So You Want to Be An EastEnders Script Writer?
Zeddy Lawrence Tells What It's Like
By Larry Jaffee
Zeddy Lawrence was hired by EastEnders a few years ago to inject some humour into the programme for three episodes that aired in the U.K. in 1995 and 1996. In retrospect, he's not sure that he succeeded, he admits.
"I was a sitcom writer and somebody at EastEnders saw some of my comedy-drama stuff and invited me aboard. It was a time they were trying to make it more lighthearted."
At the time, "Gita" was having an affair with "Guppy" while her husband Sanjay was back in India attending to family business. "At the end of the day, I'm not sure the storylines were that humourous. That one [Gita's affair with Guppy] was depressing."
Another storyline at the time dealt with "Ted Hills" and his two teenagers moving into the Square.
Lawrence worked a bit on the plot development of daughter Sarah becoming a kleptomaniac, which didn't last very long nor was that very funny, he remembers.
"'Tiffany' hadn't been on very long. They were toying with making her a prostitute rather than just a 'good-time' girl. She was going to sleep with businessmen for money. They decided to not go down that path and just make her a lovely young girl," Lawrence reveals, putting his brain in rewind to come up with another story that he worked on.
"It's all coming back to me-I haven't thought about it in years. My favourite bits that I wrote was 'David Wicks' when he was trying to get back with 'Carol Jackson.' And then David started having feelings about 'Bianca' [Carol and David's daughter]."
Lawrence notes the issue was based on social reality. "Something like 30 percent of people in that situation [fathers who were separated following their daughters' births] are sexually attracted [to their offspring] when they meet later in life. So we went down that line of David fancying his daughter. But there wasn't much humour there [either] to get into really," he admits.
Lawrence points out that while it might not always have been funny, it was a pleasure writing for Michael French, who played David.

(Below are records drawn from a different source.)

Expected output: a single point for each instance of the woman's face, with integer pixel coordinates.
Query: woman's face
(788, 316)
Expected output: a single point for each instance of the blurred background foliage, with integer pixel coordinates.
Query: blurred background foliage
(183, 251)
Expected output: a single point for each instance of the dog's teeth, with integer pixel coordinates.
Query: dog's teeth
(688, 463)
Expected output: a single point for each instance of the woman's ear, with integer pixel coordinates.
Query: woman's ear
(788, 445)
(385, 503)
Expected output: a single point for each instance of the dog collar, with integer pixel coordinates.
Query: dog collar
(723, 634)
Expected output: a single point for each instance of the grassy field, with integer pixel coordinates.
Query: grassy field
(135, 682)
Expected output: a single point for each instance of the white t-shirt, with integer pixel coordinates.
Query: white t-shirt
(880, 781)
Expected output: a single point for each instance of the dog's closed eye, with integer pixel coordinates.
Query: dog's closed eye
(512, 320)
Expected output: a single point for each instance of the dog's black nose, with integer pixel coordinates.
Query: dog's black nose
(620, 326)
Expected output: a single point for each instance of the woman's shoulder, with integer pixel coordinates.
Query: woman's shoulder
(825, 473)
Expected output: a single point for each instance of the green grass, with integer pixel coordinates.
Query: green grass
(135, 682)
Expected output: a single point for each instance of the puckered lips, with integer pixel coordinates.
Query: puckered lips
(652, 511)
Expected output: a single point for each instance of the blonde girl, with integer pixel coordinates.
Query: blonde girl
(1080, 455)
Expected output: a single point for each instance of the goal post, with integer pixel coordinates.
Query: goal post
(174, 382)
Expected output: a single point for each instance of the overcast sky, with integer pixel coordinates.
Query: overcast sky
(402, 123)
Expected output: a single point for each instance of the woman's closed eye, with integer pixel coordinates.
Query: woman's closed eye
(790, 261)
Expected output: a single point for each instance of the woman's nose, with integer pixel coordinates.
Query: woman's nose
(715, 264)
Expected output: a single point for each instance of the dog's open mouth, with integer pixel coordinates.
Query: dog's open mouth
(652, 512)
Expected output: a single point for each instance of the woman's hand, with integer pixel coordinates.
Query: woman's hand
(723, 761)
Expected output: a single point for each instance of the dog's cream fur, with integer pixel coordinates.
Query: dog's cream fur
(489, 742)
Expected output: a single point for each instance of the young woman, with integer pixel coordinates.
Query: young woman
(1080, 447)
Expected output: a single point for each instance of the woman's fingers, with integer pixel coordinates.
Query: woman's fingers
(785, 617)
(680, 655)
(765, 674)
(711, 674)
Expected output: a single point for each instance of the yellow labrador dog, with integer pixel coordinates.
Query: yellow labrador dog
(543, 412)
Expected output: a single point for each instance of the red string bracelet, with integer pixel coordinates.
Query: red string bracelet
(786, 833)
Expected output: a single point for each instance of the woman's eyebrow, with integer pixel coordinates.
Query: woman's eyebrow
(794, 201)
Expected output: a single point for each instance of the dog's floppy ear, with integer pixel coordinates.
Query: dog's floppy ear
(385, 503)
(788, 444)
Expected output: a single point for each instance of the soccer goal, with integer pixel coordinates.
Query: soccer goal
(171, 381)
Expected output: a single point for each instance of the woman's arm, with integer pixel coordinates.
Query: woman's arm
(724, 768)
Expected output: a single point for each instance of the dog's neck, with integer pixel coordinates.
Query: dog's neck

"Everyone [at EastEnders] loved writing for him. I think the show goes through stages at which one character dominates the show. At that time, it was him [David]. More recently it has been 'Grant.' David was a good one to write for.
Besides EastEnders, Lawrence through the 1990s was also regularly writing TV scripts for various British television series, including a sitcom called The House of Windsor for Granada. His soap credits include: Byker Grove; London Bridge; The Dream Team for Sky Television, which co-starred Brian Croucher ("Ted Hills" on EastEnders); and Family Affairs on Channel 5.
He's currently employed by a Web site called TotallyJewish.com, for which he has conceived a comical Jewish cyber-soap called BaruchSide (a takeoff on popular U.K. soap Brookside), as a photo story with six new photos running three times a week. It was his idea to put a photo of "Grant Mitchell" up on the site to gain attention for the new feature.
Lawrence provided a glimpse of behind-the-scenes of what it's like to be a script-writer on EastEnders.
"The writing process is two months per episode. You have to write a first draft, a second, a third and a fourth draft. You keep going back and change things.
"It was a good gig while it was going on. I've turned out so many episodes of different things that it's just like any other job. Writing soaps, there's so little room for your own creative input. It's like pieces of a jigsaw. They tell you what has to happen and you have to arrange it all.
"You're given about 80 percent of what has to happen in your episode, and you can create sort of isolated little things in your episodes, which had to tie into the other episodes. They give you a five-to-10-page document that tells you what has to happen to each and every person. All you can do is say what's going to happen to the person in the morning in the Queen Vic, what's going to happen in the afternoon in the Square. You just have to work out the order and then fill in the words.
"Everybody writing for a soap opera has a different approach, but it becomes quite formulaic. 'When are we going to make him gay?' Or, 'Is she going to sleep with his brother?' I think that is the constant challenge of soaps. [They] introduce new characters and have them play out old storylines. That's my my view.
"While I was doing all of this soap stuff, I was also a radio journalist employed by various radio stations to read or write the news. Soaps were something that I'd get back to every couple of years."